Everything in Bolt is big, and this goes for databases as well. MySQL is a fantastic database and technology, but in some cases, we need something bigger. TitaniumDB is a next-generation Database engine, and we operate, manage, and develop this new technology.
Running MySQL at the scale of Bolt does have its challenges. It requires high competencies and cold nerves because operating in the heart of Bolt’s backend services is nothing less than high-impact work. We ensure that everything works fast: queries have low latency, the capacity’s there, and nothing piles up in databases. We invest in having good visibility of the technical platform and solving problems before they occur.
The Site Reliability and Database teams’ mission is to keep Bolt services up and running. We're closest to the infrastructure and maintain all Cloud services: servers, Kubernetes clusters, AWS managed and unmanaged services, etc. Additionally, we manage Bolt databases which are some of the largest in the northern hemisphere
We are an SRE team dedicated to managing Bolt's stateful services. We take care of several Elasticsearch, Redis, Kafka, and graph database setups. We also run systems that collect and visualise metrics and generate alerts. We have live systems that store hundreds of TB and handle millions of requests per second. We use tools like Prometheus, Thanos, Grafana, Kubernetes, AWS EC2, Terraform, and Ansible.
We govern any cloud infrastructure Bolt uses or plans to use in the future.

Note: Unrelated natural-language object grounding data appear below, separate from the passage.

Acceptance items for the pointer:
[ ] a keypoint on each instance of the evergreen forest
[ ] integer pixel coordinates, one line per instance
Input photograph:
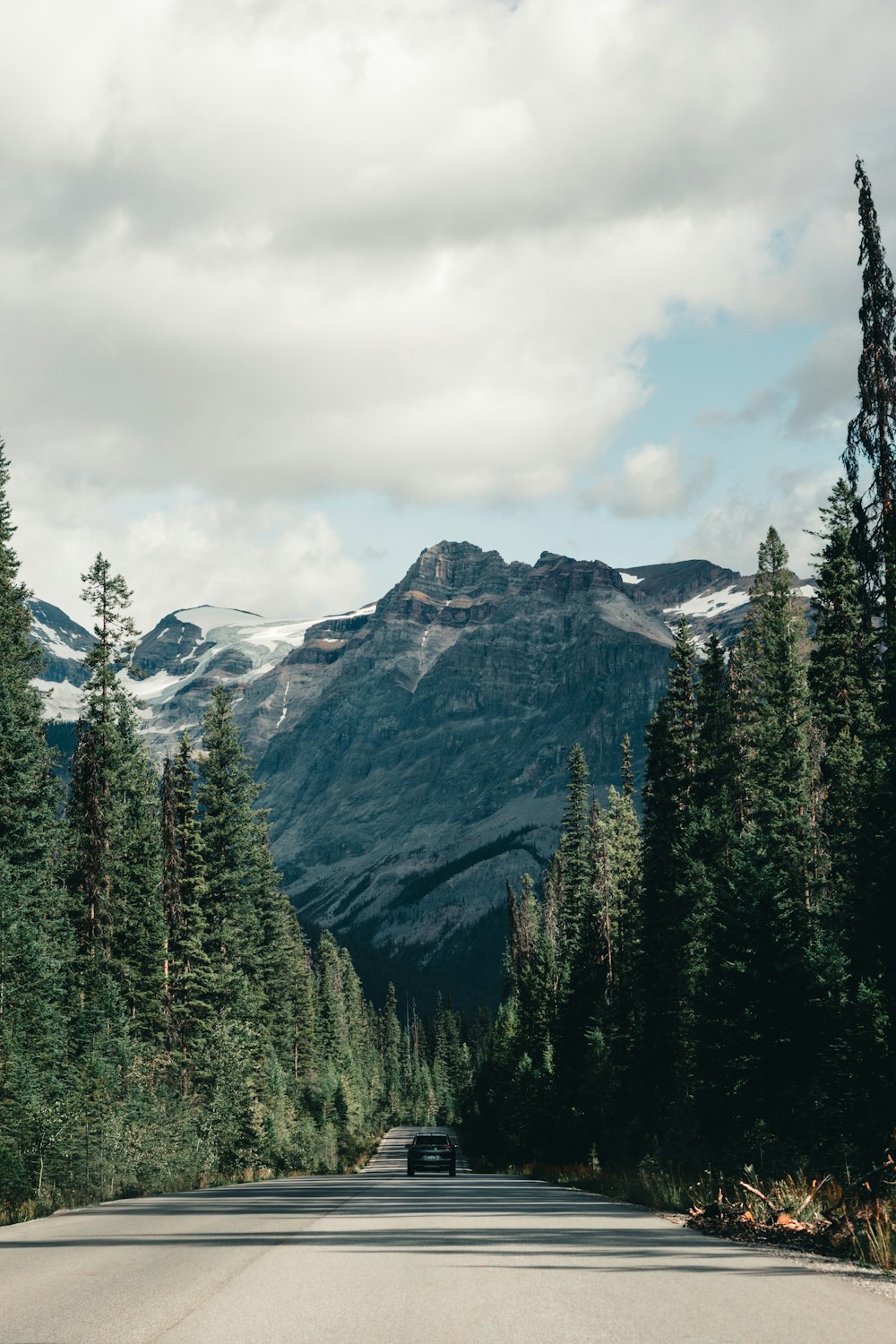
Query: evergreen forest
(705, 973)
(711, 981)
(163, 1021)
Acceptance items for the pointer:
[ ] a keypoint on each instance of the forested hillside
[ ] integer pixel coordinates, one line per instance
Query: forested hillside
(163, 1021)
(715, 986)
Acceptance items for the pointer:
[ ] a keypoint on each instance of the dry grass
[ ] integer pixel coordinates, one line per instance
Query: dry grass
(814, 1209)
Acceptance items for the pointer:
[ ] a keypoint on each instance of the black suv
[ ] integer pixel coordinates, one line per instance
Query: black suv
(433, 1152)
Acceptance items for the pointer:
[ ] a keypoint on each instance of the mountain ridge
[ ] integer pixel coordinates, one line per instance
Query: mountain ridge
(413, 750)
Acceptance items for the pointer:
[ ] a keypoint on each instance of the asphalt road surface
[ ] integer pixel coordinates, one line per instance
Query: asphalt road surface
(379, 1258)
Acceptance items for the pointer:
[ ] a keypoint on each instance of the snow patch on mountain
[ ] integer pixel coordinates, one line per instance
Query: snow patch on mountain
(62, 699)
(53, 644)
(218, 617)
(711, 604)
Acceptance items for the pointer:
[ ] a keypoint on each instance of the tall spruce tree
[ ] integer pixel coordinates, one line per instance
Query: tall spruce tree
(113, 817)
(872, 430)
(871, 441)
(665, 908)
(35, 951)
(187, 969)
(780, 847)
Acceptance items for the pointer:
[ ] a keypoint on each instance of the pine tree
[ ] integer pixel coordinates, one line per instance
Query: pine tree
(187, 972)
(871, 432)
(871, 438)
(573, 852)
(780, 839)
(35, 949)
(230, 839)
(113, 816)
(667, 902)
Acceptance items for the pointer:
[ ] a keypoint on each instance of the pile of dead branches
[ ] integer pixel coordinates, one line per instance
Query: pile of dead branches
(831, 1230)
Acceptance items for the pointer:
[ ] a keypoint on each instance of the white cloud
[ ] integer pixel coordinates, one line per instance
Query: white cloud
(650, 483)
(788, 502)
(266, 249)
(185, 550)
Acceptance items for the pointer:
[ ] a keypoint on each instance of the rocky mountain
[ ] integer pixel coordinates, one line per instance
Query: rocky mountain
(414, 750)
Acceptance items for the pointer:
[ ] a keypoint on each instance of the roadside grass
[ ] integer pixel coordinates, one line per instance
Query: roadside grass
(796, 1201)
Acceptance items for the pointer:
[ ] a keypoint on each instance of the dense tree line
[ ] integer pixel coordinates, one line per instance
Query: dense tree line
(163, 1021)
(719, 981)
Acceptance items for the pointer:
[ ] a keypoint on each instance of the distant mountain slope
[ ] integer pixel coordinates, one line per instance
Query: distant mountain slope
(414, 750)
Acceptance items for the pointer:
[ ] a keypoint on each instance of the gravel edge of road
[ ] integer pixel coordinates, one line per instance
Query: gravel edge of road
(874, 1279)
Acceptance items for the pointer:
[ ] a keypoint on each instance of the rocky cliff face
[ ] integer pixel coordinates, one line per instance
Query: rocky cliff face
(419, 760)
(414, 750)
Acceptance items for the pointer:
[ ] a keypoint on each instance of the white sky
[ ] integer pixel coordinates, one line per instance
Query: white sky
(293, 290)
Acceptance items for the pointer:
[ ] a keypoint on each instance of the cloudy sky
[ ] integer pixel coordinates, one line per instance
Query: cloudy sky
(292, 290)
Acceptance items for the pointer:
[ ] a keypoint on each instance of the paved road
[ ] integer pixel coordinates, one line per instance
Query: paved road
(383, 1260)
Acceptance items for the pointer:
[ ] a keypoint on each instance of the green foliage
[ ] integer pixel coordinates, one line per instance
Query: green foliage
(163, 1021)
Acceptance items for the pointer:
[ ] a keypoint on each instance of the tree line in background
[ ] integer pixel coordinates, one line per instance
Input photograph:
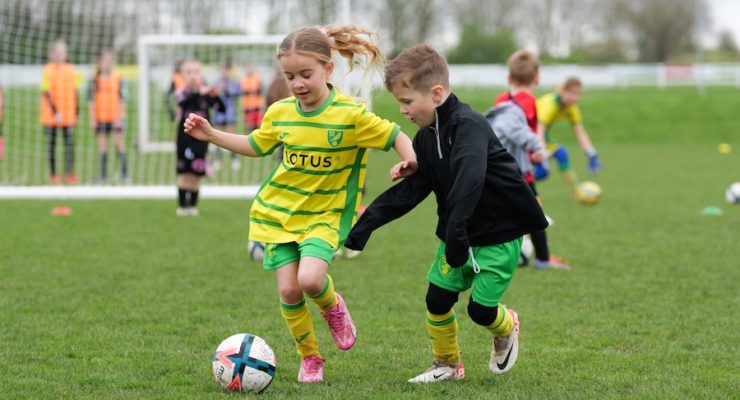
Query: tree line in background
(468, 31)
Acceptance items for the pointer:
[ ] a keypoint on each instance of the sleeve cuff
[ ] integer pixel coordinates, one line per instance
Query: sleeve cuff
(255, 147)
(392, 138)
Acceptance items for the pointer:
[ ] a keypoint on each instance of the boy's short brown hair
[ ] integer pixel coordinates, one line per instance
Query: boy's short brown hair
(523, 67)
(418, 68)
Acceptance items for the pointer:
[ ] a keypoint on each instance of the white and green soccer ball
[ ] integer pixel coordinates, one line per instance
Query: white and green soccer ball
(244, 363)
(527, 251)
(588, 193)
(732, 194)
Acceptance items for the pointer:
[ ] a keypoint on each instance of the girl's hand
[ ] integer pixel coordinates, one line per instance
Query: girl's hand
(198, 127)
(403, 169)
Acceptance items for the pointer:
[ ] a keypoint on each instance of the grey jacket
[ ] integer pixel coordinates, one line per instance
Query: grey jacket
(510, 125)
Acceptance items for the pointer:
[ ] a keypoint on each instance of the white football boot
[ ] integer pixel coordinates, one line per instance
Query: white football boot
(505, 349)
(440, 371)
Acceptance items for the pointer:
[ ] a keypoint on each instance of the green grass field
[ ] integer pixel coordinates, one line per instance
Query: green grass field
(125, 300)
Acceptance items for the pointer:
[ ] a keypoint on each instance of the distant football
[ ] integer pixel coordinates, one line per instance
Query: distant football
(244, 363)
(256, 250)
(588, 193)
(732, 194)
(527, 251)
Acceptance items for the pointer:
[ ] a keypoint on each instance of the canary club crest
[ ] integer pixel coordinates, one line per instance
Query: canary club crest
(444, 268)
(334, 137)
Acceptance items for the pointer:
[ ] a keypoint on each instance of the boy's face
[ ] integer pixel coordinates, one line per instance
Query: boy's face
(418, 106)
(306, 78)
(570, 96)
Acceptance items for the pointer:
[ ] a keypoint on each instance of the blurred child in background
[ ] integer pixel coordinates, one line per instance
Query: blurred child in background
(107, 110)
(563, 105)
(225, 119)
(59, 109)
(194, 98)
(514, 120)
(253, 100)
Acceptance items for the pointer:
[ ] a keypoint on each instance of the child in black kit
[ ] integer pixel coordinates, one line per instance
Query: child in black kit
(191, 153)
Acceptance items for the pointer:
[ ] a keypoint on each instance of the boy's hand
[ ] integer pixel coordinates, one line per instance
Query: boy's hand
(456, 257)
(594, 164)
(198, 127)
(403, 169)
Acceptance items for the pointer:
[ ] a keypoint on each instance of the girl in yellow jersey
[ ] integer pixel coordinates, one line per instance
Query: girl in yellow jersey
(305, 208)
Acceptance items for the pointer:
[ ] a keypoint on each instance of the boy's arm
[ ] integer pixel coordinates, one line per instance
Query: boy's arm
(390, 205)
(468, 162)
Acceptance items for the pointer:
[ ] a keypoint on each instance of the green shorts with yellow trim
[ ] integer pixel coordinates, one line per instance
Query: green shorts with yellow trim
(279, 254)
(497, 264)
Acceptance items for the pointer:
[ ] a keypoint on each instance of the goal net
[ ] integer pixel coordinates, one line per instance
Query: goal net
(146, 39)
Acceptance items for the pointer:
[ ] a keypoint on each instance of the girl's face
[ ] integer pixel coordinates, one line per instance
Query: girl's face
(306, 78)
(191, 73)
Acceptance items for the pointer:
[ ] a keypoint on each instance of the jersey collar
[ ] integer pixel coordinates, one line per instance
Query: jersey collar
(327, 102)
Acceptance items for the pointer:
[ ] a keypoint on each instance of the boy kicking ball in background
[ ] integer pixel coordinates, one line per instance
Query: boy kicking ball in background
(484, 208)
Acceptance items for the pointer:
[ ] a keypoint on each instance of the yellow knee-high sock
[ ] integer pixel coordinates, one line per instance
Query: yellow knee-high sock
(301, 328)
(503, 324)
(443, 332)
(326, 299)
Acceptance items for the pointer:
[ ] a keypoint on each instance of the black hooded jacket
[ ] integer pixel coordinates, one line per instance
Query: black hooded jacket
(482, 199)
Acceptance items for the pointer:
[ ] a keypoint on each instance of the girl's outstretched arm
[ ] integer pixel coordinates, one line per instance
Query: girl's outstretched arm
(199, 128)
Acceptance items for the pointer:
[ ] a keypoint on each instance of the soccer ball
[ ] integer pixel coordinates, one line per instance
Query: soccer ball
(732, 194)
(588, 193)
(256, 250)
(244, 363)
(527, 251)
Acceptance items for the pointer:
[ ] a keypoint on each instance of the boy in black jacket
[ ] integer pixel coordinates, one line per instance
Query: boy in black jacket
(483, 204)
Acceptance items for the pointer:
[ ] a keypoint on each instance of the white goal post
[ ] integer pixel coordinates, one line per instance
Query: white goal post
(146, 142)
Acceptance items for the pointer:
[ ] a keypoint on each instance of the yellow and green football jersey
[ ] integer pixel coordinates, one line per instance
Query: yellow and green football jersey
(316, 190)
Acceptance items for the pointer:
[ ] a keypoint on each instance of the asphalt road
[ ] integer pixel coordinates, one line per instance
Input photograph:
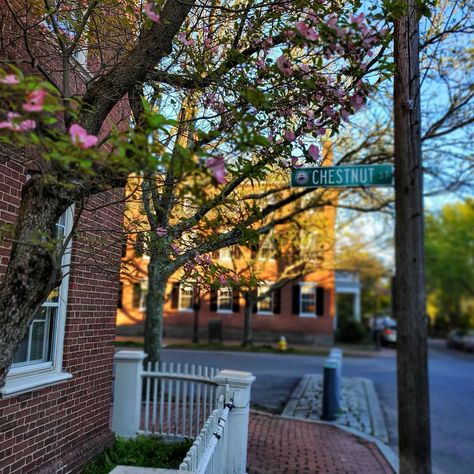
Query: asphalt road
(451, 391)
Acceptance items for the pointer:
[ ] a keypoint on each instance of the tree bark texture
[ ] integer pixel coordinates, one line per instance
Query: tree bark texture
(409, 306)
(155, 301)
(247, 340)
(34, 265)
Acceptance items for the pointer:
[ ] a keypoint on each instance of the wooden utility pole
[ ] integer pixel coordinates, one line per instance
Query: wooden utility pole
(409, 307)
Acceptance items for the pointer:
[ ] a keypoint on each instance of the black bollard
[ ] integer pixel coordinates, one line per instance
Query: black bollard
(330, 402)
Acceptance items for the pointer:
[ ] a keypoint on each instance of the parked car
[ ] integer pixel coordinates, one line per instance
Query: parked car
(468, 341)
(455, 339)
(388, 335)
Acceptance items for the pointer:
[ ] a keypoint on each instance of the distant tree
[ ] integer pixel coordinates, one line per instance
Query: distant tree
(449, 248)
(355, 254)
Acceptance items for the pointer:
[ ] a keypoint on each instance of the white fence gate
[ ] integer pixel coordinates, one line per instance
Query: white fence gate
(181, 401)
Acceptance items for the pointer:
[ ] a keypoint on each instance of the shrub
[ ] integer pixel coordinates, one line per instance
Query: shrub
(142, 451)
(352, 331)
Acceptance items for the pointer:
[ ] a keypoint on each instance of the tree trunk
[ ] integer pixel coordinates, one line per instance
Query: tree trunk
(155, 301)
(248, 330)
(409, 307)
(34, 267)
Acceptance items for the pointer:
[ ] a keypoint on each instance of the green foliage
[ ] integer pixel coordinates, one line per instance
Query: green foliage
(143, 451)
(352, 331)
(449, 249)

Our responsibility is to understand its possibilities, limitations, and operational excellence needs. It also means being a cloud engineer with a magnifying glass ready to dive deeply into certain services. We also maintain and develop internal IoC practices and validate compliance with different requirements.
We’ve been tasked to guard the stateless infrastructure, using technologies like Docker, Kubernetes, Terraform, Ansible, Envoy, and Nginx to maintain and ensure scalability for the thousands of micro-services running in it. With all of the infrastructure in the Cloud and code, we have the opportunity to focus on automation and projects, which operate on a scale of Petabytes for both our network as well as storage. We have the power to steer the architecture but also the responsibility to ensure our services keep working at all times.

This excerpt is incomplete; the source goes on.